As a co-ordinator, I witnessed my colleagues deliver health promotion information, advice on managing COVID-19 symptoms and advice on occupational health in an extremely professional manner, and it was an honour to witness their commitment to the care of the people they called.
At times we also had to handle calls from upset relatives who told us that the person we were trying to contact had sadly died from COVID-19. Given the (understandably) relatively minimal training our call handlers had received, the competence of our staff and the quality of the service they delivered was remarkable.
The four of us worked as front-line staff delivering the call centre service to the public in our free time and carried on our existing university teaching work online throughout the semester.
To add to the challenge, two weeks into the call centre’s operations I fell ill with (thankfully mild) symptoms of COVID-19. Clearly, I had to adhere to the social isolation precautions and remain at home, but I wished to continue working and initiated a team to set up a remote call centre service to compliment the in house service that my colleagues continued to run in my absence. Running a remote call centre (from home) was challenging initially, but eventually settled into a routine where those who were socially isolated or unable to travel could deliver a service to clients from their homes.
As I write this, I note that all of this has happened in less than five weeks. Thousands of individuals have received COVID-19 diagnoses and thousands of calls have been made.
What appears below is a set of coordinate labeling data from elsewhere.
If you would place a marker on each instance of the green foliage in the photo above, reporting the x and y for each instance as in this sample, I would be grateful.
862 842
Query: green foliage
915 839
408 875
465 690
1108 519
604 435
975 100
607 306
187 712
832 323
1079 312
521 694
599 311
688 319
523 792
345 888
Hundreds of hours of voluntary time have been given by the core team and the staff they were charged with managing.
While sadly hundreds have died in our country so far, and we acknowledge the many thousands who lost their lives worldwide), the sharp predicted ‘curve’ of potential admissions to hospital in Ireland was flattened, at least in some part due to the service we have been providing.
We may never know the number of lives we have saved, but we are consoled by knowing that each call potentially made a difference. Colleagues I did not know before have become firm friends and I am grateful to them all for their contributions.
Most importantly, perhaps, my pride in being a nurse and working among fellow nurse colleagues has been rejuvenated and my faith in the future of nursing has been rekindled, and my hope for humanity remains as the kindness and commitment of all I have encountered in the face of a pandemic has been profound. We will never forget 2020 – the Year of the Nurse.